Growing up homeschooled quite generally means that by the time you get out into the real world, you're totally unprepared. You've been sheltered your whole life by everyone around you, regarding everything. This is especially true for the bubble in which I live. Most kids here are sheltered. The homeschooled kids are whatever's on the farthest side of sheltered - hermits, possibly?
These homeschooled kids then go straight to college, for which they are completely unprepared. They become overwhelmed by the choices and the people and it's all too much. They then do one of two things: they buckle down like the good homeschoolers that they are and get their work done and major in biochemistry and graduate at the top of their class, or they suddenly realize they never had chances like these before and drink until they can no longer stand up.
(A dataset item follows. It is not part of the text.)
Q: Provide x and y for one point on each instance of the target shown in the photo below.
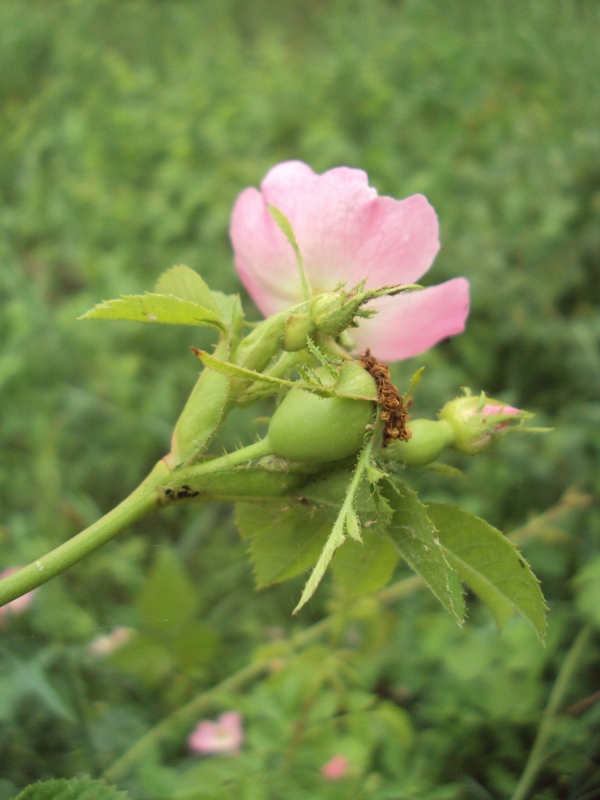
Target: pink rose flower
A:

Maybe I'm weird. I don't know. But I feel like there's a time in high school when your parents should let go enough that you can see some things for yourself. Too many homeschool parents seem to think that they went through everything you can in high school, got hurt themselves, and won't let their children get hurt the same way. Which is great, in theory. But you have to learn things for yourself, or everything's going to be tempting all the time. When you're five and learning to ride a bike, your parents keep you on training wheels for a while and then take them off, with the condition that you ride slowly and be careful on turns. But they know you won't, and you inevitably take off full-tilt one day, hit a bump and end up with some really interesting scars. And you learn to be careful, but you also learn that you can go full-tilt sometimes - you just have to watch for that particular bump.
(I'm stretching a metaphor here, but stick with me.)
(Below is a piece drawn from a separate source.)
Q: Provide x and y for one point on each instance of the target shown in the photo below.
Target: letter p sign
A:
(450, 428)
Stupid things happen and you get hurt. Your parents probably did they same thing when they were learning to ride their bikes. But that doesn't mean they can just tell you about it, and then keep you away from bikes altogether. Some things have to be learned on your own, and you do eventually have to grow up.
Not everything needs to be tried full-tilt, and I'm not implying it should be. But the way to raise normal, balanced kids is not to keep them from doing absolutely anything their friends want to. Sometimes you have to learn not to stay out until 2 AM the night before a test by doing really poorly on that test. Sometimes you have to learn not to get drunk around people you don't know by seeing pictures of yourself posted on Facebook, and being made fun of for the next two weeks. Sometimes you have to get yourself out of problematic situations. It's part of growing up, and it should be done while you still have the support of being at home and being able to go home and cry and have your mom fix you ice cream.
I'm not saying parents should supply alcohol, or that they should be okay with anything their kid comes up with. But there's a point when you have to accept that your kids are essentially good kids, and that sometimes you have to let go.